Dans les Landes, plusieurs dizaines d'agriculteurs occupent depuis samedi deux ronds-points sur deux axes majeurs, près de la rocade de Mont-de-Marsan.

Tout en reconnaissant le drame individuel que constitue l'abattage d'un troupeau pour un éleveur, le gouvernement tente d'en appeler "à la science" et à la "responsabilité".

- "Désinformation" -

"Mon devoir est aussi de protéger 125.000 autres éleveurs qui ne veulent pas voir arriver la maladie chez eux, et de préserver 16 millions de bovidés", déclarait dimanche la ministre de l'Agriculture à L'Opinion.

Rappelant que les protocoles sanitaires en vigueur ont été "mis en place par des vétérinaires, par des scientifiques, par des épidémiologistes", le ministre de la Recherche Philippe Baptiste a appelé lundi à "la responsabilité et à la confiance", sur Franceinfo TV.

La stratégie mise en place implique l'abattage de toutes les bêtes des foyers affectés, des restrictions de mouvements des troupeaux et la vaccination des bovins sur 50km autour des foyers. La zone vaccinale a été étendue vendredi à tout le sud du pays, face à la progression de la maladie.

Cette politique est jusqu'à présent soutenue par la FNSEA et les Jeunes Agriculteurs, première force syndicale agricole.

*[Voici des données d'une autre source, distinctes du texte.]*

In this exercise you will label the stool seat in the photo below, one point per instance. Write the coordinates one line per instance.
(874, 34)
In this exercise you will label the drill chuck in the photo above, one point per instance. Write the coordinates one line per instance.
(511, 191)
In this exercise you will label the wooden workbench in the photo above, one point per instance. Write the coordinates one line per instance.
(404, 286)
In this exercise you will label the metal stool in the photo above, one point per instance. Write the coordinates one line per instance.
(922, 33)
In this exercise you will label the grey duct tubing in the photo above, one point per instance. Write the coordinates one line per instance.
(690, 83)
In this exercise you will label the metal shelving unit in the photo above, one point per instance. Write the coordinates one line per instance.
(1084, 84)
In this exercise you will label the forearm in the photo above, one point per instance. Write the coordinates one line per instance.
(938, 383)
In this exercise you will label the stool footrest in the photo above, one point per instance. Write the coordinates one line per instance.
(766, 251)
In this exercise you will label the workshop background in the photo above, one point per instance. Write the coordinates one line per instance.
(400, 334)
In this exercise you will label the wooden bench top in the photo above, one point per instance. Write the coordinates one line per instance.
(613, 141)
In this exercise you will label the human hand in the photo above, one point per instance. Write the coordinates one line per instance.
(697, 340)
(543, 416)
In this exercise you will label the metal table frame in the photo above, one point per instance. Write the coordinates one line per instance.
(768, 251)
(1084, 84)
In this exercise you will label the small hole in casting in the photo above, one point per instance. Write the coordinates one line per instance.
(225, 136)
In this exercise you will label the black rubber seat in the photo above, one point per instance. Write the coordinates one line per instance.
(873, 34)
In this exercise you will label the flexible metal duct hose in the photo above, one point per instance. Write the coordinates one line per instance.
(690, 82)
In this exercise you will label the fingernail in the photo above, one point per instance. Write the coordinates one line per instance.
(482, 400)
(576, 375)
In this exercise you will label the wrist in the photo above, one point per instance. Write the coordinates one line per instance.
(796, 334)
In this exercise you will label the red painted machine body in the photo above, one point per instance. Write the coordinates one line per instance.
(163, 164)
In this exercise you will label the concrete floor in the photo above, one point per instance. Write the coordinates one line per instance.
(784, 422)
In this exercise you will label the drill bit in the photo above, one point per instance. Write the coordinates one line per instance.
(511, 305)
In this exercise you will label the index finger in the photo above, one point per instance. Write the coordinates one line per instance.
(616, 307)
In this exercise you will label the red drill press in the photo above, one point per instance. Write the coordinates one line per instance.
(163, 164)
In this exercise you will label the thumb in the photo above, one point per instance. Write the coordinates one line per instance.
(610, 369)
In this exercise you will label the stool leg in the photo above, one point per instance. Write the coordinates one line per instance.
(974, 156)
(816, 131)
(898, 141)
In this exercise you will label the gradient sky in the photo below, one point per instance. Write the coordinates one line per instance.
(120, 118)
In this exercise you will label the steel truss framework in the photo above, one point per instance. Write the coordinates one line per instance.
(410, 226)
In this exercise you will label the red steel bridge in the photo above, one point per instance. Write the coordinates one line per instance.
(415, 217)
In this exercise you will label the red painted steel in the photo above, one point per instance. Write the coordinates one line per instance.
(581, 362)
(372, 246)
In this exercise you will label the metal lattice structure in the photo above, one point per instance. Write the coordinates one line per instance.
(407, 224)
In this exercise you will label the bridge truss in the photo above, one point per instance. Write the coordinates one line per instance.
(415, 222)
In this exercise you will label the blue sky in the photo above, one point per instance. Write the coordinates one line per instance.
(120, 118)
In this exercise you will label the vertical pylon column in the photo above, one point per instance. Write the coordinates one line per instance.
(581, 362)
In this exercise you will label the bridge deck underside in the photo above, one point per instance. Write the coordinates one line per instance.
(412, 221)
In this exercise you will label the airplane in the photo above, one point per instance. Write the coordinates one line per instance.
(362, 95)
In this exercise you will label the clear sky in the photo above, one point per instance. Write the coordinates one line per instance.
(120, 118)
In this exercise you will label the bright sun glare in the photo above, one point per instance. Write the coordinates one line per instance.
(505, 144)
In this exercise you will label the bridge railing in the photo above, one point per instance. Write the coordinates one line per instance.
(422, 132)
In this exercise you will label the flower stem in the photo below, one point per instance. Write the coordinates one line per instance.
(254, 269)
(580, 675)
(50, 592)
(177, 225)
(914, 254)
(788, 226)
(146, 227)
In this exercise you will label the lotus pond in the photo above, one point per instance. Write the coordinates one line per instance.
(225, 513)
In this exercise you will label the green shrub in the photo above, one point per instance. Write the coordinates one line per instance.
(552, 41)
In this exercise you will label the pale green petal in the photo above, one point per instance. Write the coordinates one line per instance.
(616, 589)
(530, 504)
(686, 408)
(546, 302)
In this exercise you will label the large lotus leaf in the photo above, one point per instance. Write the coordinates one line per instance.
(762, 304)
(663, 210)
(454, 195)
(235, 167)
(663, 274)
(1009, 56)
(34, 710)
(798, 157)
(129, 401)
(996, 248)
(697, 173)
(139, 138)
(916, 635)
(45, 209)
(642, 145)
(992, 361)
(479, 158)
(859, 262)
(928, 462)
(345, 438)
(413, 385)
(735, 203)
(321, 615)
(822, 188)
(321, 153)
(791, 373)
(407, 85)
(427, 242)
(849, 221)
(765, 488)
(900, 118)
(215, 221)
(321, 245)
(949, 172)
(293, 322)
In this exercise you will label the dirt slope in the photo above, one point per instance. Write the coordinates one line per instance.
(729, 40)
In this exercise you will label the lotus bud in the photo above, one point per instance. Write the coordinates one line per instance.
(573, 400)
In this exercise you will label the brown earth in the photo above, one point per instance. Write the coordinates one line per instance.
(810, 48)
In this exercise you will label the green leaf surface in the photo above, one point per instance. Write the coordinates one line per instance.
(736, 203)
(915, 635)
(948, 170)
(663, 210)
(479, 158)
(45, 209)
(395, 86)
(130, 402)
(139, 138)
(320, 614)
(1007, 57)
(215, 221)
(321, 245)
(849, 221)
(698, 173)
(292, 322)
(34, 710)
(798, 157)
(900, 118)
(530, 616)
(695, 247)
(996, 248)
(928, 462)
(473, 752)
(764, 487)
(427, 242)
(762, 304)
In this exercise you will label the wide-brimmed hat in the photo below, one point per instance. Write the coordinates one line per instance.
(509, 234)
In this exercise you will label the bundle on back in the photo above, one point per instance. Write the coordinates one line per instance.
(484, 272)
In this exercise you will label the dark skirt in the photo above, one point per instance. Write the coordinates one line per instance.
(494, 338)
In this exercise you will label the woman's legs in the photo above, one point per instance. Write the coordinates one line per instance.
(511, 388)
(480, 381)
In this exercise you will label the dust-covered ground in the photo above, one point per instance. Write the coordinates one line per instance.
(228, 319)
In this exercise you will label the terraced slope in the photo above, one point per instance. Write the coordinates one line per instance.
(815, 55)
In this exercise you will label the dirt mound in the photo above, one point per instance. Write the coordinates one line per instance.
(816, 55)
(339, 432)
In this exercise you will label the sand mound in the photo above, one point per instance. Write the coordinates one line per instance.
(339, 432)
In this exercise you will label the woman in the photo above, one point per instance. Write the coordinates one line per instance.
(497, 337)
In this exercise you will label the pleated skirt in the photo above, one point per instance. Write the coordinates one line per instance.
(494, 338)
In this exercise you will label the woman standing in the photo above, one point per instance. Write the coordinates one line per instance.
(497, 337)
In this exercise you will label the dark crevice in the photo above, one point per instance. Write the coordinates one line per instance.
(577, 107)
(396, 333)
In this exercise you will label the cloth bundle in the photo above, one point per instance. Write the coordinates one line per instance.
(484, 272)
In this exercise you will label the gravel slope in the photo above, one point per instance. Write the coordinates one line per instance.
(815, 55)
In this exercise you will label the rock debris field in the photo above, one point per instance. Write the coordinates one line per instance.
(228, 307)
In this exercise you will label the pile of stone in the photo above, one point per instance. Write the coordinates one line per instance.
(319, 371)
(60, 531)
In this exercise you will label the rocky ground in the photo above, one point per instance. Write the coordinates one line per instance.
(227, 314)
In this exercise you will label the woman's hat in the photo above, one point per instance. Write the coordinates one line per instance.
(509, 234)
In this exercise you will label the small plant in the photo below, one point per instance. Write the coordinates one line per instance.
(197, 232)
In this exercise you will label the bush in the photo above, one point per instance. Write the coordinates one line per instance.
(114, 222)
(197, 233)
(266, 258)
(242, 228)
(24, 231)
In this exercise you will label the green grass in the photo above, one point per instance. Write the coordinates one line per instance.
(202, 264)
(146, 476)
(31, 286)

La FNSEA estime qu'il n'y a actuellement aucune autre solution que l'abattage des troupeaux touchés, pour "éradiquer totalement" la maladie et fustige la "désinformation" qui circule sur cette crise.

Son syndicat redoute par ailleurs les conséquences "qu'il faut bien mesurer" en terme économique pour les éleveurs, d'une vaccination généralisée: une vaccination nationale priverait en effet le pays de son statut "indemne" et donc de sa capacité d'export de bovins vivants pendant de longs mois.

Mais dans de nombreuses fermes, l'abattage total d'un troupeau pour une vache malade ne passe pas.

Syndicat héritier des luttes altermondialistes, la Confédération paysanne dit porter "toujours le même message", qui est la demande d'"élargissement de la vaccination et l'arrêt des abattages totaux".

Quant à la Coordination rurale, où s'est imposée une ligne dure, anti-écologiste et parfois proche de l'extrême droite, elle ne veut "rien lâcher" et encourage les actions coup de poing devant les préfectures ou sur les ronds-points.

Dimanche, une trentaine d'actions avaient été recensées dans le pays en fin d'après-midi, dont un déversement de pneus, lisier et paille devant la sous-préfecture de Millau (Aveyron), selon le ministère de l'Intérieur.

Des responsables politiques, du Rassemblement national à LFI, ont critiqué ce weekend la gestion du gouvernement face à la colère montante d'une partie des agriculteurs.